Due to the Replication factor the minimum size of the storage on the cluster(Nodes) should be always double the size of the Data,Do you think this is a drawback in Hadoop?
Upvotes: 1
Views: 6580
Reputation: 49
Replication of the data is not a drawback of Hadoop -- it's the factor that increases the efficiency of Hadoop (HDFS). Replication of data to a larger number of slave nodes provides high availability and good fault tolerance to the cluster. If we consider the losses incurred by the client due to downtime of nodes in the cluster (typically will be in millions of $), the cost spent for buying the extra storage facility required for replication of data is much less. So the replication of data is justified.
Upvotes: 1
Reputation: 11721
If your minimum size of storage on the cluster is not double the size of your data, then you will end up having under-replicated blocks. Under-replicated block are those which are replicated < replication factor, so if you're replication factor is 2, you will have blocks will have replication factor of 1.

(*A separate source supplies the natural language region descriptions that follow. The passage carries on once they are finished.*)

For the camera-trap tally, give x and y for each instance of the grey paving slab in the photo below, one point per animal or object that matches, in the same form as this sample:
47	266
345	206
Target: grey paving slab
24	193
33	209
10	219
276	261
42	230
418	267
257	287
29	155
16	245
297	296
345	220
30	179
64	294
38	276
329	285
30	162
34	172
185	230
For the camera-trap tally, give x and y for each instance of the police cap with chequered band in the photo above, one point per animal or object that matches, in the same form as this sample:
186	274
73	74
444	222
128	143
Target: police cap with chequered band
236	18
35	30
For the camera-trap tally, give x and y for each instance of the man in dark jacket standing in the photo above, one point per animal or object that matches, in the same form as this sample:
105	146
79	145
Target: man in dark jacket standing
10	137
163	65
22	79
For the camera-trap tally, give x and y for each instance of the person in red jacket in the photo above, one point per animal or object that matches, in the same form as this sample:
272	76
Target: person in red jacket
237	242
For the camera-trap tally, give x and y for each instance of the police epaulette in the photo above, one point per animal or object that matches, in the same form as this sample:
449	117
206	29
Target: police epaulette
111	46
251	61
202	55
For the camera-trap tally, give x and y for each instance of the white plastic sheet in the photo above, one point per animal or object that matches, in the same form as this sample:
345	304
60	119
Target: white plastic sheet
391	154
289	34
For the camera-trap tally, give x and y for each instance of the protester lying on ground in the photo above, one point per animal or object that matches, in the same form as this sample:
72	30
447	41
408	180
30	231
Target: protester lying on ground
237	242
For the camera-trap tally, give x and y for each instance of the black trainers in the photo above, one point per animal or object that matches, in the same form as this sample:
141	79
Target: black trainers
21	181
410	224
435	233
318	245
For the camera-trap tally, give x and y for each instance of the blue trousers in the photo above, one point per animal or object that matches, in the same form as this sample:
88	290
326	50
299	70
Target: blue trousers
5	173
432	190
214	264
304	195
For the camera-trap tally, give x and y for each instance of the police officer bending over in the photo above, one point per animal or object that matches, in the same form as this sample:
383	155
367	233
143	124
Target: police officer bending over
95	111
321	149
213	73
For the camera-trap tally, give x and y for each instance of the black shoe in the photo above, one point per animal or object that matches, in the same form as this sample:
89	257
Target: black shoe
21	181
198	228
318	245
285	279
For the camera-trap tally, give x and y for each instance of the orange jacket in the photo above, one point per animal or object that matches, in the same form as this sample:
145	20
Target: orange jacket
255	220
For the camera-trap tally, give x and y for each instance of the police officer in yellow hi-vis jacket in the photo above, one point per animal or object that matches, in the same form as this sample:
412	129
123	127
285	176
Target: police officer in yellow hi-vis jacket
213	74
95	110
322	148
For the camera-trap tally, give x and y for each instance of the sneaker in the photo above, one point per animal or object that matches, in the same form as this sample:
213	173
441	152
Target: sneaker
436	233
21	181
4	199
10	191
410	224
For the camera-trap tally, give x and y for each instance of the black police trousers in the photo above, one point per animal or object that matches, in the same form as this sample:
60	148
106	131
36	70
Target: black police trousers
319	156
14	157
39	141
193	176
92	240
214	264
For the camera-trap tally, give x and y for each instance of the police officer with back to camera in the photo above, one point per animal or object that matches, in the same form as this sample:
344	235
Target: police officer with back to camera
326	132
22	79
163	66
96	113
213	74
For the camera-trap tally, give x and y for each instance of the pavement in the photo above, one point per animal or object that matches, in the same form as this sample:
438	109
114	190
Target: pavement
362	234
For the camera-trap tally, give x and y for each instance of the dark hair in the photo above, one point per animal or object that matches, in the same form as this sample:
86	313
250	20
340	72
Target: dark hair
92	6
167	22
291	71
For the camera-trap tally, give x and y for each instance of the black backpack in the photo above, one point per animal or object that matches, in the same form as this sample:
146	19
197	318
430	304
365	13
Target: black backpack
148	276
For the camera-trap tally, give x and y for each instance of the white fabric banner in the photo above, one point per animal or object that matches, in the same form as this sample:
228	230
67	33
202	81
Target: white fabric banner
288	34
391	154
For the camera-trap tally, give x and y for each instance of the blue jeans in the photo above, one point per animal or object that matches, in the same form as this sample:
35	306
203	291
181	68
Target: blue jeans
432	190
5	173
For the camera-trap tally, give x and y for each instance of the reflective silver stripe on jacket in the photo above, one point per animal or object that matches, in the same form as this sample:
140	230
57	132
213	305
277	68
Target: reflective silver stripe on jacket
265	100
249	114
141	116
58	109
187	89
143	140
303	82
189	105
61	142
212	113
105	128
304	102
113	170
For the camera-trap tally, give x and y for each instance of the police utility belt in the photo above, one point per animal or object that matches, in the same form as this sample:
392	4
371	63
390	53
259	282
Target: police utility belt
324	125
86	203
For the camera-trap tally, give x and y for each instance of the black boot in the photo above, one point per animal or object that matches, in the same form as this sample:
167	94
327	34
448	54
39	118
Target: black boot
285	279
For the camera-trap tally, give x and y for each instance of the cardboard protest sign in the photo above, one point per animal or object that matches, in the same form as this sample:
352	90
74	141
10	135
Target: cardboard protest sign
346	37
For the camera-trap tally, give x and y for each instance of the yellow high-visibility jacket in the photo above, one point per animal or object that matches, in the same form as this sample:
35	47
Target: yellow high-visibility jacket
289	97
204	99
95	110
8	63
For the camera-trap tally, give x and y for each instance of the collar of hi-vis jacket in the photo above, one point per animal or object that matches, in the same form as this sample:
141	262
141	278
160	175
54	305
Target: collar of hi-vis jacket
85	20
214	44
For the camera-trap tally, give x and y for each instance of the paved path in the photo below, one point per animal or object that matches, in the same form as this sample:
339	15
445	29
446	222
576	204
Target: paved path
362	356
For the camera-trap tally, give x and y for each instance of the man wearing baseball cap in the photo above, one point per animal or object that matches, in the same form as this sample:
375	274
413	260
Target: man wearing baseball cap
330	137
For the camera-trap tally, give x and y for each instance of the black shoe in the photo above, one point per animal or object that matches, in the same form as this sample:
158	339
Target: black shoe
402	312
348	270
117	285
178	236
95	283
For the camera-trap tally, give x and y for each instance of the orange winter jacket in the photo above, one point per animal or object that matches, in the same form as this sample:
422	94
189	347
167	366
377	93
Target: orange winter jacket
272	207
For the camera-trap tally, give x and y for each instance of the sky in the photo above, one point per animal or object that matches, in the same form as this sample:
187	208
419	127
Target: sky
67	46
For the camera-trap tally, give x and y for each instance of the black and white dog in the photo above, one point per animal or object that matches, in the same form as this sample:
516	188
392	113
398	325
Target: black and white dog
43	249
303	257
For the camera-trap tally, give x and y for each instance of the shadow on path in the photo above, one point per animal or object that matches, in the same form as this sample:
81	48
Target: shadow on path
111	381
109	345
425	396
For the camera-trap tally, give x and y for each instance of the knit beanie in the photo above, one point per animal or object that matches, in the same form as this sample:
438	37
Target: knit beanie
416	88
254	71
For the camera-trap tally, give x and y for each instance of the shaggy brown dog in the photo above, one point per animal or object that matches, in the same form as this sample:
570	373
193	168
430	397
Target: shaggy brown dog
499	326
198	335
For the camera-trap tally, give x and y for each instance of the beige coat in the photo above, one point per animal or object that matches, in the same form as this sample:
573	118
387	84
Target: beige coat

And replicating data is not a drawback of Hadoop at all, in fact it is an integral part of what makes Hadoop effective. Not only does it provide you with a good degree of fault tolerance, but it also helps in running your map tasks close to the data to avoid putting extra load on the network (read about data locality).
Consider that one of the nodes in your cluster goes down. That node would have some data stored in it and if you do not replicate your data, then a part of your data will not be available due to the node failure. However, if your data is replicated, the data which was on the node which went down will still be accessible to you from other nodes.
If you do not feel the need to replicate your data, you can always set your replication factor = 1.
Upvotes: 4
Reputation:
This is the case of under replication. Assume you have 5 blocks. HDFS was able to create the replicas only for first 3 blocks because of space constraint. Now the other two blocks are under replicated. When the HDFS finds sufficient space, it will try to replicate the 2 blocks also.
Upvotes: 0